Fangio won the World Championship that year in his Maserati 250F, and at the Nürburgring he showed the world what he was really capable of. After deciding to race with softer tires than the rest, and only half a tank of fuel, Fangio was able to corner quicker and he took a huge lead in style. But with less fuel on board a pit stop was required, which was to prove a disaster.
One of the Maserati team’s mechanics dropped – and then had to find – a wheel nut, costing Fangio a lot of time. He subsequently rejoined in third, and a massive 48 seconds behind Peter Collins in P2. For most drivers, there would have been no way back. But Fangio was in a class of his own.

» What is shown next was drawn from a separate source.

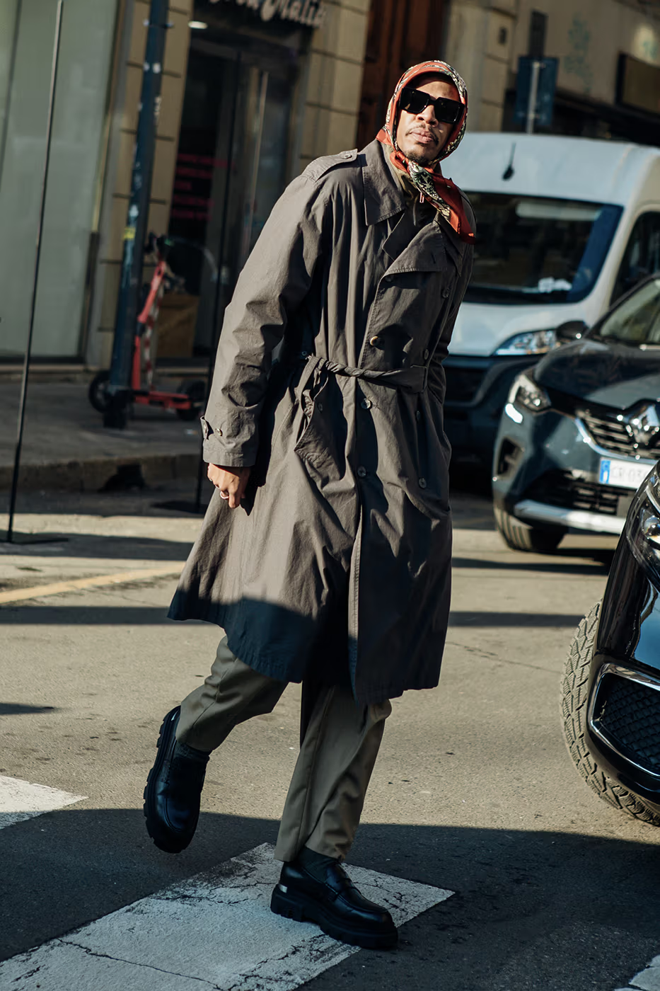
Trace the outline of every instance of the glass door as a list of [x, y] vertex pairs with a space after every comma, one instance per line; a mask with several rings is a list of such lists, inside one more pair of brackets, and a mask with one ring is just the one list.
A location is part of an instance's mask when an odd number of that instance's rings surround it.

Within 10 magical laps, he had caught and passed Collins, breaking the lap record a total of 9 times – 7 of which were successive laps – and registering a fastest time that wasn’t beaten for 46 years. After these incredible laps, Fangio then set his sights on race leader, Mike Hawthorn. With Collins out of the way, Fangio went on to spectacularly pass Hawthorn with only his right tires on the track and his left tires on the grass.
Of the race, Fangio himself said: "I have never driven that quickly before in my life and I don’t think I will ever be able to do it again”.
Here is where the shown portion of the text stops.